HAL-HAL YANG TERKAIT DALAM KHITBAH / PEMINANGAN



HAL-HAL YANG TERKAIT DALAM
KHITBAH / PEMINANGAN
1.      Peminangan dalam Islam
a.      Pengertian
Peminangan dalam ilmu fiqih disebut “khitbah” artinya “permintaan”. Menurut istilah peminangan diartikan sebagai pernyataan atau permintaan dari seorang laki-laki kepada pihak seorang wanita untuk mengawininya baik dilakukan oleh laki-laki itu secara langsung ataupun dengan perantaraan pihak lain yang dipercayainya seusai dengan ketentuan-ketentuan agama.
b.      Syarat peminangan
1)      Mustahsinah
Mustahsinah adalah syarat yang berupa anjuran kepada seorang laki-laki yang akan meninang seorang wanita, agar ia meneliti terlebih dahulu wanita yang akan dipinangnya itu. Yang termasuk di dalam syarat ini adalah:
-          Sekufu
-          Wanita yang akan dipinang adalah wanita yang mempunyai sifat kasih saying
-          Jauh hubungan kekerabatan dengan laki-laki peminang
-          Hendaknya mengetahui keadaan jasmani, budi pekerti dan sebagainya dari wanita yang          akan dipinang.
2)      Lazimah
Lazimah adalah syarat yang wajib dipenuhi sebelum peminangan dilakukan. Syahnya peminangan tergantung pada syarat-syarat lazimah. Yang termasuk dalam syarat lazimah adalah:
-          Wanita tersebut tidak dalam pinangan lelaki lain.
-          Wanita tersebut tidak dalam masa iddah
-          Wanita tersebut bukan mahram
c.       Melihat Wanita yang Dipinang
Melihat wanita yang dipinang dianjurkan oleh agama. Tujuannya adalah agar mengetahui keadaan wanita yang dipinang agar tidak ada alas an untuk mencerai istri dengan alasan tersebut (misalnya cacat dls).
Jumhur ulama hanya membolehkan melihat muka dan telapak tangan. Daud Zhahiri membolehkan seluruh badan, sedang hadits sendiri tidak menerangkan dengan tegas apa yang harus dilihat. Waktu melihat harus ditemani dengan oleh mahramnya.
d.      Pertunangan
Setelah terjadi peminangan dan pinangan tersebut diterima, maka secara tidak langsung kedua belah pihak dengan persetujuan disertai kerelaan hati telah mengadakan perjanjian untuk melaksanakan akad nikah. Dengan adanya perjanjian tersebut maka secara tidak langsung maupun langsung calon mempelai telah terikat pertunangan. Masa antara penerimaan pinangan dengan pelaksanaan akad nikah disebut sebagai masa pertungan.
Dalam masa ini, masih belum berlaku hukum suami istri, baik melakukan hubungan seks atau hak dan kewajiban suami istri.
Ketika calon suami memberikan sesuatu kepada calon istri, adalah sama dengan pemberian biasa, tidak ada ikatan, dan tidak wajib dikembalikan seandainya pertunangan diputuskan. Pertunangan adalah semacam perjanjian biasa, Karen itu membatalkan pertunangan sama hukumnya dengan membatalkan perjanjian biasa. 
Mengenai hukum mengembalikan pemberian atau hibah dijelaskan oleh hadis NAbi saw., yang berbunyi:
عن ابن عباس رضى الله عنه, ان رسول الله صلى الله عليه وسلم قال: لا يحل لرجل ان يعطي عطيىة او يهب هبة
فيرجع فيها الا الوالد فيما يعطى ولده (رواه اصحاب السنن)

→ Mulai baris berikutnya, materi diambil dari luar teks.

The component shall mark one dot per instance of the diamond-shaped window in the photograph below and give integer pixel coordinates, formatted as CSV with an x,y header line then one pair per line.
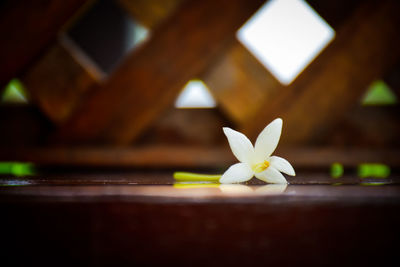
x,y
106,33
285,36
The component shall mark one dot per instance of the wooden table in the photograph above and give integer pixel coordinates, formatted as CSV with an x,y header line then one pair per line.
x,y
128,218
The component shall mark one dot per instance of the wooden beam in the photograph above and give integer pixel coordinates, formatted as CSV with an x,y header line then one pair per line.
x,y
149,79
364,49
27,28
240,84
150,12
59,80
22,125
182,127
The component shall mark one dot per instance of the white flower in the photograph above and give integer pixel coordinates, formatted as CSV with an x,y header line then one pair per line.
x,y
257,161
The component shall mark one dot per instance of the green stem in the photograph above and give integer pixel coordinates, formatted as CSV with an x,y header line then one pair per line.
x,y
196,177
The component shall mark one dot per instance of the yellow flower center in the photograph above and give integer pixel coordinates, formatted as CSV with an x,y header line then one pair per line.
x,y
260,166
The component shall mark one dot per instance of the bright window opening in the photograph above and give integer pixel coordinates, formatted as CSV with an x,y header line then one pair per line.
x,y
285,36
195,94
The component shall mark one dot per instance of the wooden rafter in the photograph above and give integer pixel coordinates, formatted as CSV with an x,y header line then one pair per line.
x,y
60,79
149,79
27,28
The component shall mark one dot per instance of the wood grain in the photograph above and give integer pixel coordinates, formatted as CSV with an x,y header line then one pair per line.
x,y
149,79
60,79
150,12
364,49
27,28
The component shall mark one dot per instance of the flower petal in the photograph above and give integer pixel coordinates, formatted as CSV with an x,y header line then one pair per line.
x,y
281,165
239,172
271,175
240,145
267,140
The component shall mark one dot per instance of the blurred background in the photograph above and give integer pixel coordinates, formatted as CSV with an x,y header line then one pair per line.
x,y
101,101
149,84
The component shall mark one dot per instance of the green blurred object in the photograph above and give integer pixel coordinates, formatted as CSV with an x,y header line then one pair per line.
x,y
336,170
373,184
375,170
195,177
17,168
196,185
379,93
14,93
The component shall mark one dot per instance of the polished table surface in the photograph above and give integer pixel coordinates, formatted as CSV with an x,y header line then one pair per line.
x,y
144,218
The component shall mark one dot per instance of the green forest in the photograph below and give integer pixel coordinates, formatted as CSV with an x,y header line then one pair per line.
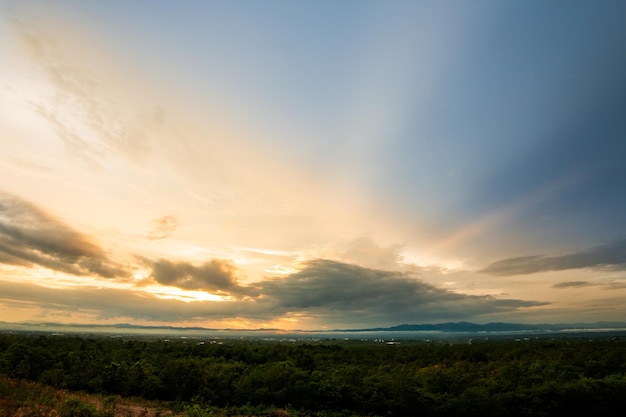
x,y
572,376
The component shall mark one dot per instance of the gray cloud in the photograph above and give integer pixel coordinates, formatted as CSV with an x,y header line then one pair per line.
x,y
30,236
612,255
163,227
351,294
329,292
214,275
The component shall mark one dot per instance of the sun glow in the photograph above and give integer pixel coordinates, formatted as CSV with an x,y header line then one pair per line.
x,y
173,293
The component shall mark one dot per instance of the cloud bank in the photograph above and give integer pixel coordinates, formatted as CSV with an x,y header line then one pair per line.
x,y
29,236
611,256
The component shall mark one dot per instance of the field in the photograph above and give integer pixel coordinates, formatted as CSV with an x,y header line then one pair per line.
x,y
104,376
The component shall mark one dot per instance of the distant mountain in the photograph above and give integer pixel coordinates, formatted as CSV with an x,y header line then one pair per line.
x,y
450,327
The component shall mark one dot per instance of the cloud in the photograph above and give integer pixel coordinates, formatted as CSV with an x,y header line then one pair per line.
x,y
214,275
572,284
163,227
324,292
346,293
30,236
612,255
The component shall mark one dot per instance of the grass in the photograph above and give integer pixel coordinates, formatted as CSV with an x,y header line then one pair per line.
x,y
20,398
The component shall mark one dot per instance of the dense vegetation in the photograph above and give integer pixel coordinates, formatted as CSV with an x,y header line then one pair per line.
x,y
535,377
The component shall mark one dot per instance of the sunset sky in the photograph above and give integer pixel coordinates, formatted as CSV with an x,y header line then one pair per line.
x,y
312,165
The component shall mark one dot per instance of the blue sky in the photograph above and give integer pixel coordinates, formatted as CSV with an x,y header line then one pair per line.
x,y
312,164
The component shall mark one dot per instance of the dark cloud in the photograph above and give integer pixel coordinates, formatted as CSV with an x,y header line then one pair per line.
x,y
163,227
214,275
572,284
328,292
349,294
612,256
30,236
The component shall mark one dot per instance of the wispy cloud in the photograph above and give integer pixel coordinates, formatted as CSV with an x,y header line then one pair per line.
x,y
30,236
572,284
323,292
612,256
214,275
163,227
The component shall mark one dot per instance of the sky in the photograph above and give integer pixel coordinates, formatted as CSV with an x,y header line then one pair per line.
x,y
312,164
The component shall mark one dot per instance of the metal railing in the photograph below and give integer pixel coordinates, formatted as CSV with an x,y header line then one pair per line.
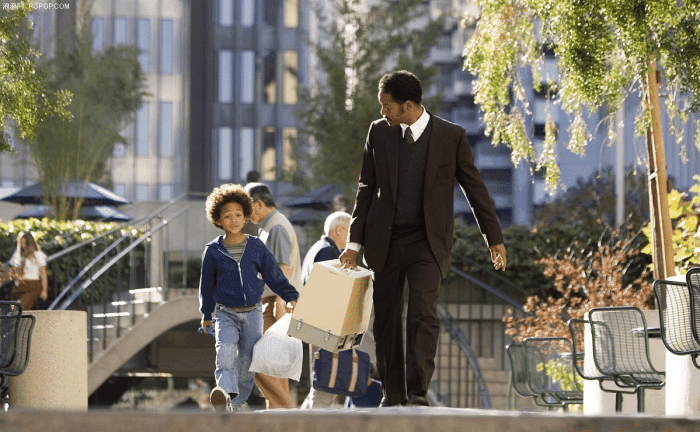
x,y
138,260
122,273
471,313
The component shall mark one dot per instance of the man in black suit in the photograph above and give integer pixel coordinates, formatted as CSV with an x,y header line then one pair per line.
x,y
404,218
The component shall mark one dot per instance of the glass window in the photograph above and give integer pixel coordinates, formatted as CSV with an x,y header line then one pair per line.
x,y
142,130
121,31
225,13
288,142
165,192
269,155
166,46
98,33
225,156
270,12
291,13
119,150
143,37
225,76
35,18
270,78
290,77
246,152
166,129
247,76
120,189
46,30
248,13
142,192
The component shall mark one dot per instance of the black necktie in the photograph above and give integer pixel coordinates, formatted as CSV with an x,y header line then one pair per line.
x,y
409,136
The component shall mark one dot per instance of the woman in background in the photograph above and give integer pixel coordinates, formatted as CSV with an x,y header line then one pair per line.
x,y
30,265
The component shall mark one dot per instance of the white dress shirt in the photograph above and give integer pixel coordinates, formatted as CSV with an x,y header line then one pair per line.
x,y
417,130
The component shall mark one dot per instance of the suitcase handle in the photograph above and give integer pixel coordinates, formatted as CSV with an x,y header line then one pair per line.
x,y
353,376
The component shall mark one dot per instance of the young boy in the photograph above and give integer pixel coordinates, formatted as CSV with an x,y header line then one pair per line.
x,y
230,285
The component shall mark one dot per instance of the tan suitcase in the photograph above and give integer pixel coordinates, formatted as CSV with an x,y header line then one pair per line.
x,y
334,309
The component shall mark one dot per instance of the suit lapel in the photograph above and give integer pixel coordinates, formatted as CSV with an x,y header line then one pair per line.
x,y
434,150
392,155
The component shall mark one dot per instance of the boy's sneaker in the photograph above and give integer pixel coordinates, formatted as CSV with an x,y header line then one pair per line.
x,y
239,408
220,399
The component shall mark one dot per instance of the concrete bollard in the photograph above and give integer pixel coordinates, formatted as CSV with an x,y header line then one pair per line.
x,y
56,375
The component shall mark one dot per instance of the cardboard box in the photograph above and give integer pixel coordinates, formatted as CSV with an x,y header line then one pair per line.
x,y
334,309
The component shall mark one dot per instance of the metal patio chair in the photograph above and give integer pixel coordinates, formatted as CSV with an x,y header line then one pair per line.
x,y
692,280
551,369
587,369
621,349
676,318
519,376
15,340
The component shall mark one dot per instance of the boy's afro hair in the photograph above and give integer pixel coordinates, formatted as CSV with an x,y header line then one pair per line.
x,y
225,194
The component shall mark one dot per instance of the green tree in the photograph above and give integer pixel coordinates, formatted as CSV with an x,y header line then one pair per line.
x,y
356,47
685,215
607,50
592,201
25,96
107,88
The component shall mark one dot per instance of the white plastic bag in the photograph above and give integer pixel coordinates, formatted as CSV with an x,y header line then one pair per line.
x,y
277,354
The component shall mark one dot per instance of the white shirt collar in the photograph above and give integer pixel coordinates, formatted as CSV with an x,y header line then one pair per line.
x,y
419,126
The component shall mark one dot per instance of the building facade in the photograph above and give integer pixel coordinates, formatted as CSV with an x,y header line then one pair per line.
x,y
248,60
152,166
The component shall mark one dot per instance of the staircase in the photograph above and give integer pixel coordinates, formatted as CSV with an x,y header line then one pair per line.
x,y
108,321
471,367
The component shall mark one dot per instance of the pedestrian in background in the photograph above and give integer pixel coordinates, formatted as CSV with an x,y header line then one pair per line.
x,y
29,263
279,236
230,285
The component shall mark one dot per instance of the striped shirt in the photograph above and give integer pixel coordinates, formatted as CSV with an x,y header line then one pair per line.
x,y
236,249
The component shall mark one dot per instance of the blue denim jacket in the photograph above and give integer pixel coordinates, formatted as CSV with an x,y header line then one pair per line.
x,y
234,284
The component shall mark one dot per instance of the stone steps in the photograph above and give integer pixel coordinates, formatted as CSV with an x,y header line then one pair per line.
x,y
109,321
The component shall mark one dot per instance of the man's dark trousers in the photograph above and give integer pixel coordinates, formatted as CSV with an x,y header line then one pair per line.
x,y
410,259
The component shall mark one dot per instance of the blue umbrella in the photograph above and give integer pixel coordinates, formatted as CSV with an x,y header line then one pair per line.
x,y
91,193
101,213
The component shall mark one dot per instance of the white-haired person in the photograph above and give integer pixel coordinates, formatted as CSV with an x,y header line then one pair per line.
x,y
30,266
328,247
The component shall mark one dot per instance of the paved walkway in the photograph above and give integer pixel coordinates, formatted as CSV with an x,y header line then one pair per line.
x,y
360,420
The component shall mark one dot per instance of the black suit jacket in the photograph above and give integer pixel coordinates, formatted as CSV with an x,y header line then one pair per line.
x,y
449,158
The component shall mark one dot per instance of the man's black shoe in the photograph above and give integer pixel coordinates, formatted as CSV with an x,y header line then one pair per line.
x,y
417,400
385,403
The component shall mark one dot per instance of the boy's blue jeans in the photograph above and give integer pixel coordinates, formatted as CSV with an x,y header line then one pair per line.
x,y
236,334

Dari Ibnu Abbas ra., bahwasanya Rasulullah saw., bersabda: “Tidak boleh bagi seorang laku-laki memberikan sesuatu pemberian atau menghibahkan suatu hibbah, lalu dikembalikannya, kecuali pemberian orang tua yang telah diberikan kepada anaknya. (HR Ashabu Sunan).
Menurut yurisprudensi Mahkamah Thanta di Mesir tanggal 13 Juli 1933, apa saja yang diberikan oleh pihak yang sedang bertunangan sebelum akad nikah dipandang sebagai hadiah. Hadiah samae dengan hibah, tidak usah dikembalikan.
Adapun mazhab Maliki membedakan orang-orang yang membatalkan pertunangan. Apabila yang membatalkan pertunangan itu pihak laki-laki, maka pihak perempuan tidak wajib mengembalikan apa-apa yang telah diberikan oleh pihak laki-laki. Dan kalau yang membatalkan pihak perempuan maka pihak laki-laki menerima kembali apa yang telah pernah dia berikan.
Jika seorang suami memberikan seluruh atau sebagian mas kawin pada masa pertunangan, kemudian dia membatalkan pertunangannya, maka dia dapat mengambil kembali seluruh atau sebagian yang telah diberikannya itu, sebab mas kawin baru ada dan dibayar setelah akad nikah, hal ini disepakati para ulama.
Dalam hal pemutusan pertunangan ini yang adil adalah bila ditinjau dari segi “SIAPA PIHAK YANG DIRUGIKAN”. Jika pihak yang memutuskan pertunangan adalah pihak yang pernah memberikan, berarti dengan pemutusan pertunangan atas kehendaknya itu, maka ia merelakan semua yang pernah dia berikan kepada pihak lain. Sebaliknya jika yang memutuskan pertunangan adalah pihak yang pernah menerima, tentu saja pemutusan pertunangan ini merugikan pihak yang pernah member, oleh karena itu pihak yang pernah member berhak menuntut kepada pihak penerima akan pengembalian pemberian yang pernah dia berikan. Dasarnya ialah, pihak yang telah memberikan sesuatu kepada pihak yang menerima karena adanya ikatan pertunangan yang menuju gerbang perkawinan. Ia tidak akan memberikan sesuatu kepada pihak yang lain, seandainya tidak ada harapan terjadinya perkawinan itu
Dalam (pa-barabai.pta-banjarmasin…)

Jangan Seseorang Meminang Pinangan Saudaranya
Ibnu Umar r.a. menuturkan:
"Nabi s.a.w. melarang sebagian kalian membeli apa yang dibeli saudaranya, dan tidak boleh pula seseorang meminang atas pinangan saudaranya hingga peminang sebelumnya meninggalkannya atau peminang mengizinkannya kepadanya." (HR. Bukhari Bab Nikah No. 5141, Muslim Bab Nikah No. 1412)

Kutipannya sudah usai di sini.